Sementara itu, pihak Majelis Ulama Indonesia (MUI) Kabupaten HST melalui surat rekomendasi yang beredar dan bernomor 29/MUI-HST/XI/2021 dan ditandatangani dan cap stempel oleh ketuanya, KH Waihuddin Shaleh, kemudian oleh Ketua WAPDA KH Kaspul Anwar, Ketua NU Ustadz Syamsuni Ahmad dan Ketua Muhammadiyah Ustadz M Sofyannor, menyampaikan kepada pemerintah daerah melalui instansi terkait, seperti Dinas Perizinan, Pariwisata dan Satpol PP untuk melakukan tindakan/ pengawasan dan segera merespon apa yang menjadi sumber keresahan masyarakat.

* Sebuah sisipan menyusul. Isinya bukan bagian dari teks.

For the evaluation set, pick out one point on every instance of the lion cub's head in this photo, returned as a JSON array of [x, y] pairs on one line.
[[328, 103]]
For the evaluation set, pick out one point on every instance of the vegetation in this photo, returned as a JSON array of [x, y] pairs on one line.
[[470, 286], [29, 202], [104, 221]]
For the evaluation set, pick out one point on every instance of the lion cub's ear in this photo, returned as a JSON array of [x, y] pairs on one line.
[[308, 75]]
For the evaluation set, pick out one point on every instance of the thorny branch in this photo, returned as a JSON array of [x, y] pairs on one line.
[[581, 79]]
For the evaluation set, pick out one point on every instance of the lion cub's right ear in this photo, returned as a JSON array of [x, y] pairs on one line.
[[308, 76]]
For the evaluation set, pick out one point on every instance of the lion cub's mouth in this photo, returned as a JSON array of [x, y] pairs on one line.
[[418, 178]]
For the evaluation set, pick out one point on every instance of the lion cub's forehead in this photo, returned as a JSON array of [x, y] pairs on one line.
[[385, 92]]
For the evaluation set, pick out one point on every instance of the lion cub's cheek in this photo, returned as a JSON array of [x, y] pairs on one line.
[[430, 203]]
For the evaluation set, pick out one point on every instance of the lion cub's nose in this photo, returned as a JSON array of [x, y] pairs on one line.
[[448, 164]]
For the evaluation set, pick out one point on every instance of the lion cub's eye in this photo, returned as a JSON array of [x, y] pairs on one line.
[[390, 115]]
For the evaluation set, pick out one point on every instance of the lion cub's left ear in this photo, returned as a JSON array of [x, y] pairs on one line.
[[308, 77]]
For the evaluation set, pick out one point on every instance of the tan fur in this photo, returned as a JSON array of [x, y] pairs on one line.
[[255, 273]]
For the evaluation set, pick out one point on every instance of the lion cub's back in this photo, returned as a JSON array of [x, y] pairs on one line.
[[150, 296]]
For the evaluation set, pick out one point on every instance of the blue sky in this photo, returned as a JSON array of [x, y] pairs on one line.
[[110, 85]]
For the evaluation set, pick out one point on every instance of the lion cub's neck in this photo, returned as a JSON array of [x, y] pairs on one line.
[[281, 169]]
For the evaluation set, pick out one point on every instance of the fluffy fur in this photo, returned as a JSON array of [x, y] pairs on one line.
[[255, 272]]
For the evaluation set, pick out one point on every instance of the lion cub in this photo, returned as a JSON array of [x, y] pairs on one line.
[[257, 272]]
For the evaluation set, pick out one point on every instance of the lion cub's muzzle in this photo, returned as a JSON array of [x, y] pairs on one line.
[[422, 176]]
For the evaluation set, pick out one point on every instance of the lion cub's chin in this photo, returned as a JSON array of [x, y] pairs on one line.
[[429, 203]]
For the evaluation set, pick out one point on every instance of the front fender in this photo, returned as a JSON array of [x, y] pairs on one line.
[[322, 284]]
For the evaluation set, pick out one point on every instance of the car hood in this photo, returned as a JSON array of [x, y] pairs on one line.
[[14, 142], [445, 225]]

Surat tersebut juga, meminta kepada pihak pengelola tempat usaha yang diisi dengan hiburan, agar menjalankan usahanya tidak meresahkan masyarakat, karena melanggar norma-norma agama dan sosial masyarakat HST yang agamis, serta menghormati kearifan lokal.
Pihak MUI juga menghimbau, agar masyarakat atau organisasi massa untuk tidak bertindak main hakim sendiri, karena akan berimplikasi hukum yang lain.
Terakhir, dalam isi surat yang bertanggal 2 November 2021 (26 Rabiul Awal 1443 H) yang dikeluarkan di Barabai tersebut, meminta, khususnya masyarakat agar bersikap tenang, bijak dalam menggunakan media sosial, jangan sampai menyebarkan berita yang membuat resah, serta tidak menyebarkan berita atau informasi yang belum diketahui kebenarannya.
Surat rekomendasi ini dibuat usai pihak MUI bersama pengurus NU, Muhammadiyah, WAPDA, melaksanakan rapat bersama pada, Selasa (2/11) siang, terkait maraknya pemberitaan tentang tempat usaha yang diisi dengan hiburan, yang membuat keresahan di masyarakat.